There are so many styles and so many great carvers these days, it’s tough to give a short list, but my favorite contemporary carvers known on the competitive scene are Larry Barth and John T. Sharp and Todd Wohlt. He does not enter competitions, but the Gilley Museum’s Carver-in-Residence, Steven Valleau, is on my short-list for his outstanding, graceful work and his enduring patience with students of all ages.

Do most bird carvers work toward realistic depiction of their subjects or are there different styles as in painting?

NG: There are many different styles. Some carvers, for example, do not even use paint, such as John T. Sharp, whose “interpretive” style depicts birds (and other subjects) in hardwoods such as black walnut with an oil finish. The grain of the wood is integral to the design.

Speaking of such carvers, I neglected to mention John’s mentor and one of the foremost early interpretive style carvers, Maine’s own Charles “Chippy” Greenough Chase. Among the carvers who paint their subjects, some create “smoothies” in which all the detail is painted on, others carve, burn and/or stone in texture to their pieces before painting. Some go for a more “folk art” look, others strive to make the birds look as if they will take off any minute.

Are certain styles more desirable to collectors than others?

NG: If price is a measurement of “desirable,” classic antique decoys still rule the market, some fetching prices in excess of $800,000, but there are collectors for every style – and price range of carvings.

$800,000! What kind of decoy was that? What place to duck decoys have in the history of bird carving?

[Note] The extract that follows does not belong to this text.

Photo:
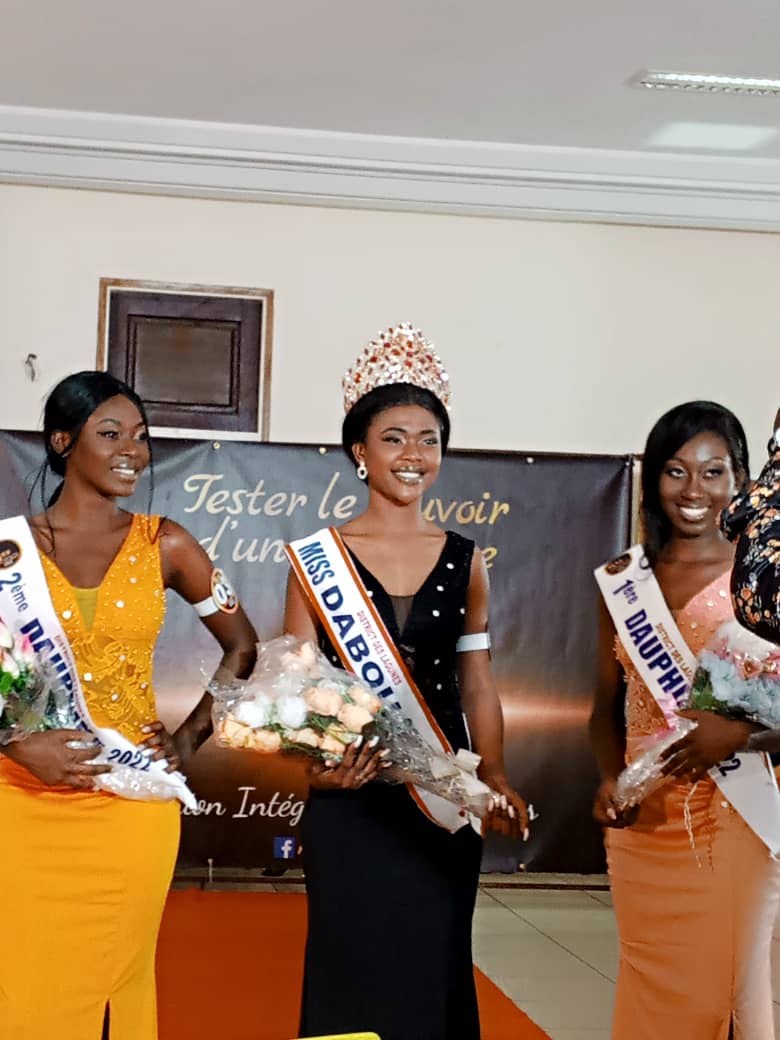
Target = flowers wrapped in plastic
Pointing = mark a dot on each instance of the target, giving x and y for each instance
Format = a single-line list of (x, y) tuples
[(737, 675), (33, 699), (644, 774), (297, 702)]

NG: A black-bellied plover by A. Elmer Crowell went for $830,000; there may have been higher prices since that 2006 sale. Decoys makers turned to decorative carving when conservation laws banned market gunning in 1918 and cut down on the need for working birds.

Because of the decoy connection, are ducks and shorebirds still the most commonly carved birds? Do collectors prefer some species to others?

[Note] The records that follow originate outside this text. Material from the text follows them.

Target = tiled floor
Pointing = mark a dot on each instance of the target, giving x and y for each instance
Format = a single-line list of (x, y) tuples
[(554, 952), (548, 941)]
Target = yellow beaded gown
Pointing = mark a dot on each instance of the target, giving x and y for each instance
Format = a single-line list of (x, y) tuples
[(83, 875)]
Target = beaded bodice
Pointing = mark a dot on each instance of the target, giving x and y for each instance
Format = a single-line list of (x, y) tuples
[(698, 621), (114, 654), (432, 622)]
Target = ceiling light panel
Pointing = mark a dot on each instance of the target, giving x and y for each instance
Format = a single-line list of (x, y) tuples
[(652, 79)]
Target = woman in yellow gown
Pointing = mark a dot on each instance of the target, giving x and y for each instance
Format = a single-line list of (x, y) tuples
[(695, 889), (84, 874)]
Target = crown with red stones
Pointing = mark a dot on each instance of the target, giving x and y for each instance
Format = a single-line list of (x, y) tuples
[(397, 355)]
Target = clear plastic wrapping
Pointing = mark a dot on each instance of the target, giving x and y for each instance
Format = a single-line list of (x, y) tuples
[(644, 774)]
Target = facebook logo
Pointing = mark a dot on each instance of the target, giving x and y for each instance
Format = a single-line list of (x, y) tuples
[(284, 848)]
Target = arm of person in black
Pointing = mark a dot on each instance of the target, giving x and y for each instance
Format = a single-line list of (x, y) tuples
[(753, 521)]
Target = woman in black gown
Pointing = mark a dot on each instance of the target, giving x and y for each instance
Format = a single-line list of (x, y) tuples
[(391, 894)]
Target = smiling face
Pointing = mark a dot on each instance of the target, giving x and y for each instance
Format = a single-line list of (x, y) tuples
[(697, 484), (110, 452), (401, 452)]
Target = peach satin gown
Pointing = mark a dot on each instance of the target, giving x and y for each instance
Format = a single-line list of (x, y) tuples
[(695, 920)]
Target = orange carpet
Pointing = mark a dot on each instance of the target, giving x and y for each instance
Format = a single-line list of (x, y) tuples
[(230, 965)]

NG: Ducks and shorebirds, i.e. the birds decoy makers and hunters were most familiar with started out as the most commonly-carved birds and still appear to have an edge, but others, including exotic species are catching up as carvers diversify and the collecting world fills with birders as well as hunters. Collectors tend to favor game birds and good-looking birds. A carver can be sure to sell more loons than vultures.

Not a huge market for vulture sculptures, eh? Makes sense. Are some of these uglier birds gaining any more respect as the ranks of birders, as opposed to hunters, rise? Are there other ramifications from the recent growth of birding?

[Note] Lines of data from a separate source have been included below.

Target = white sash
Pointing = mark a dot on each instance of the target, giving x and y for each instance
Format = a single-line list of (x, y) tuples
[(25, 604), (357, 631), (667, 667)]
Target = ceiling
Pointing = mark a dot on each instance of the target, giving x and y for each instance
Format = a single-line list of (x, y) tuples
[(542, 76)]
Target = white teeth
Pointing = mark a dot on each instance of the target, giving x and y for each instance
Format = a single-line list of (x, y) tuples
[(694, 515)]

NG: Perhaps birds that are both rare and “ugly” are gaining respect with the increased interest in birding. I have seen the combination of birders who like to travel, who see something “special,” a quetzal, for example, then look for a carving or commission one to savor the memory.

Back to Wendell Gilley, did he focus on carving the birds he hunted or did he experiment with other species? Did he have a favorite subject?

NG: Wendell’s favorites were the birds he had the most first-hand experience with—those he hunted, and Maine’s ever-present State bird, the black-capped chickadee. If you pick up a Gilley green-winged teal or a ruffed grouse, you almost feel it’s alive; it’s obvious that Wendell handled those, whereas his Adele penguin leaves something to be desired.

What do you see for the future of the Wendell Gilley Museum, and for bird-carving in general?

NG: Wendell Gilley believed that all people have some form of “creative power” that they simply need to find the outlet for. Here at the Museum and elsewhere, more and more people of all ages are finding that bird carving is a great outlet for that power and also a great way to connect with nature. We will do our best here to keep fostering the connection between humans, art and nature.

After you have carved and painted a Blackburnian Warbler you will never fail to recognize a real one in the field. I believe that bird carving and collecting is going to continue to grow and diversify. Whether you carve ornaments for your family or commissions for celebrities, whether you buy $12.00 carved chickadees or $830,000 decoys, there is a place for everyone in the bird carving continuum.